As already mentioned, we don’t take h=0 in this process ever. We take the limit as h->0.
However, have you come across the concept of continuity? It tells us that a function is continuous at a point x=a if and only if the limit of our function as x->a turns out to be the same as our function evaluated at x=a.
Thus we can use this fact and say that if your simplified expression 2x+h is continuous in h, then the limit is exactly the same as just substituting in h=0 in the end. This is why it looks like we set h=0.
As a counter-example, consider something like the continuous function f(x) = |x| = x*sign(x) where we have the discontinuous function sign(x) = -1,0, or 1 depending on whether x is negative, zero, or positive, respectively.
We see that f’(x) = limit as h->0 of [ (x+h) * sign(x+h) - x * sign(x) ] / h
We can simplify this to: f’(x) = limit as h->0 of [ x * (sign(x+h) - sign(x)) ] / h + sign(x+h)

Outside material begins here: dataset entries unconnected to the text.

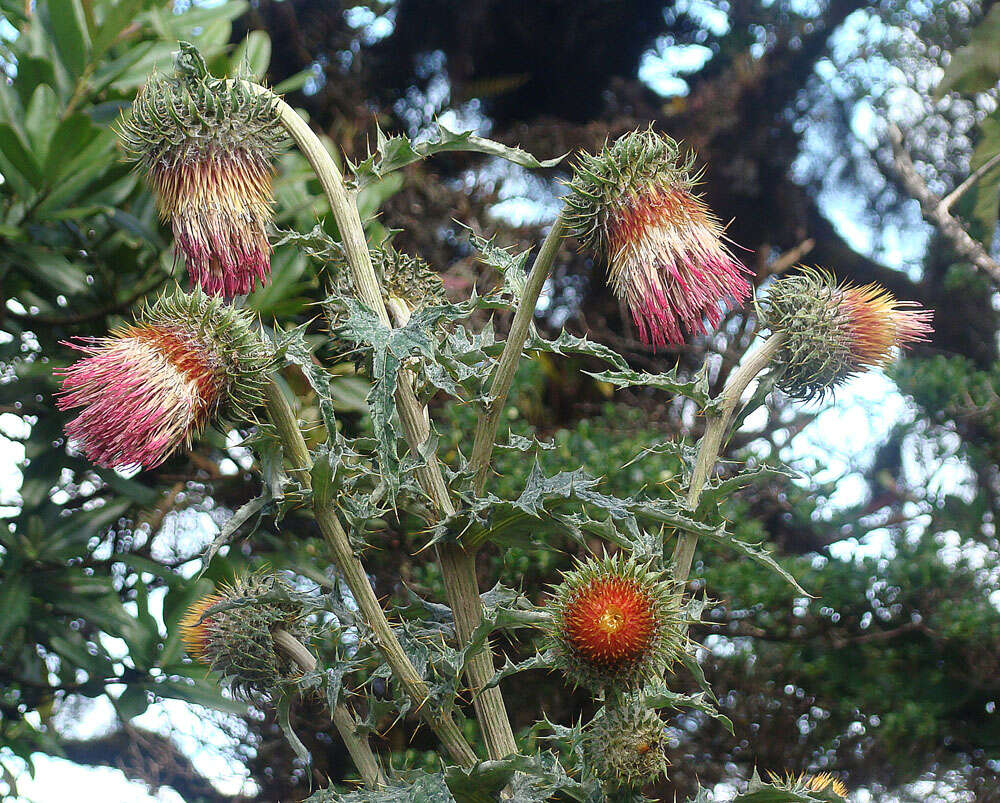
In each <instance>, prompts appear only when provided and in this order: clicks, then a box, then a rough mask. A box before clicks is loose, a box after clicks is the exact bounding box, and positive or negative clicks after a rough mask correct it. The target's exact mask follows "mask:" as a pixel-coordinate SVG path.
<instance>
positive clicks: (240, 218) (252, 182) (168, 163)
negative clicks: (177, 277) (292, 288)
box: [149, 149, 272, 298]
mask: <svg viewBox="0 0 1000 803" xmlns="http://www.w3.org/2000/svg"><path fill="white" fill-rule="evenodd" d="M271 176H272V170H271V166H270V164H269V163H268V162H267V161H266V160H265V159H264V158H262V156H261V154H259V153H253V152H250V151H247V150H244V149H234V150H233V151H230V152H228V153H219V154H217V155H206V156H204V157H201V156H199V157H196V158H188V159H177V160H176V161H175V162H173V163H168V162H159V163H157V164H155V165H153V166H152V167H150V169H149V183H150V185H151V186H152V187H153V191H154V193H155V194H156V205H157V209H158V210H159V212H160V217H161V218H162V219H164V220H169V221H171V224H172V226H173V230H174V238H175V239H176V240H177V244H178V245H179V246H180V248H181V250H182V251H183V252H184V256H185V264H186V265H187V269H188V276H189V278H190V280H191V286H192V287H193V286H196V285H198V286H200V287H201V288H202V289H203V290H205V292H207V293H211V294H213V295H224V296H226V297H227V298H231V297H232V296H235V295H244V294H246V293H249V292H251V291H252V290H253V289H254V287H255V286H256V285H258V284H263V283H264V282H265V281H266V280H267V277H268V275H269V274H270V272H271V245H270V243H269V242H268V239H267V227H268V225H269V223H270V221H271Z"/></svg>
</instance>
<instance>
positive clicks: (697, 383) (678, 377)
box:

Consider some cases , we treat h to be so small that x+h and x have the same sign …
* If x>0 then sign(x+h) = sign(x) = 1 so f’(x) = limit as h->0 of 1 which is a constant (so continuous in h) hence we can set h=0 and see that f’(x) = 1.

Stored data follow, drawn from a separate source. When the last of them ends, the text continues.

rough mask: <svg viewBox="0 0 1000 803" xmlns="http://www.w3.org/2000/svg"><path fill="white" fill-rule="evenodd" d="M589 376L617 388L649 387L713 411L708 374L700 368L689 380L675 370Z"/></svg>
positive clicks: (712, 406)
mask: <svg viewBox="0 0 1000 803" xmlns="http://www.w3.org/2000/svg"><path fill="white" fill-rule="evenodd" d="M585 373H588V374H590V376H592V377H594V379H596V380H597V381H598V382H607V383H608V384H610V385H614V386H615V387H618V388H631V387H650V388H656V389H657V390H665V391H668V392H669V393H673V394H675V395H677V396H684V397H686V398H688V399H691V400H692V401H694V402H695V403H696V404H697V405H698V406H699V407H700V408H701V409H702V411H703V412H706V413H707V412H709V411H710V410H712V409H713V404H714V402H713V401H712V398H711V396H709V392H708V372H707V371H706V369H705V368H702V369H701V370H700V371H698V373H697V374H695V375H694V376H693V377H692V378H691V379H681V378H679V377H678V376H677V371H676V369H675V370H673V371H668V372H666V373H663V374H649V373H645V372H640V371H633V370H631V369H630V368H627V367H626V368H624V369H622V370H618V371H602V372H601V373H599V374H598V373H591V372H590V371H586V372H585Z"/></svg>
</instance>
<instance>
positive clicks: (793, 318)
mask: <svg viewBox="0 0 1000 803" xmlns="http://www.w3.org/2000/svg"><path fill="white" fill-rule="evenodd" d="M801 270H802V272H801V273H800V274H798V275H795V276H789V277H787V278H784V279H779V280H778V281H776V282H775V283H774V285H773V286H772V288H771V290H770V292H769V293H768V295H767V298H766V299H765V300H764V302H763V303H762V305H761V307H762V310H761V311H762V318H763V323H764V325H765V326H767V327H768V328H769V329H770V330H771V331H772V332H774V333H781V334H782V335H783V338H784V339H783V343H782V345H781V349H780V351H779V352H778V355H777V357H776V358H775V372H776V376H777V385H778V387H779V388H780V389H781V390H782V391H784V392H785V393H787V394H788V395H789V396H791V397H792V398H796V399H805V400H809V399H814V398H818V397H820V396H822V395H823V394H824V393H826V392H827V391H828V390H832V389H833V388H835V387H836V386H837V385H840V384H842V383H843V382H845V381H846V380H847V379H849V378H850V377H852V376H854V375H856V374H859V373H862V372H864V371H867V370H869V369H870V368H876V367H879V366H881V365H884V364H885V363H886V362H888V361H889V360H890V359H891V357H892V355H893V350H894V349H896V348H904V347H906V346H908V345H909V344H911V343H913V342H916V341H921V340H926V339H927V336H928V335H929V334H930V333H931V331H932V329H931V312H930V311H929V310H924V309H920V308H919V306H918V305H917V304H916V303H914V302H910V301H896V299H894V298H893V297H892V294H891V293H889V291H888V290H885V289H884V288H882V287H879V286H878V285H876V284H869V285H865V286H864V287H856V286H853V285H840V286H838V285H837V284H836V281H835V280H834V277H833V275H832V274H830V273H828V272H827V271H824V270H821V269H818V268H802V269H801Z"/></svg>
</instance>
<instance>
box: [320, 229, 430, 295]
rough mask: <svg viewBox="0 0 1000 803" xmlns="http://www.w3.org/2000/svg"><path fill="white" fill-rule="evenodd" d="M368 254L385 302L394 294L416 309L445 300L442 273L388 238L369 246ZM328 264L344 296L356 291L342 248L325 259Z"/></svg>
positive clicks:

* If x<0 then sign(x+h) = sign(x) = -1 so f’(x) = limit as h->0 of -1 which is a constant (so continuous in h) hence we can set h=0 and see that f’(x) = -1.
* If x=0, then f’(x) = limit as h->0 of sign(h). Now this sign function is not continuous in h (precisely at h=0) so we cannot substitute h=0 into here to get the limit. In fact, because our limit depends on whether h is positive or negative, it means that it does not exist.
In this example we have shown that the continuous function f(x)=|x| is not differentiable at x=0, but it has a gradient of +1 for values x>0, and gradient -1 for values x<0.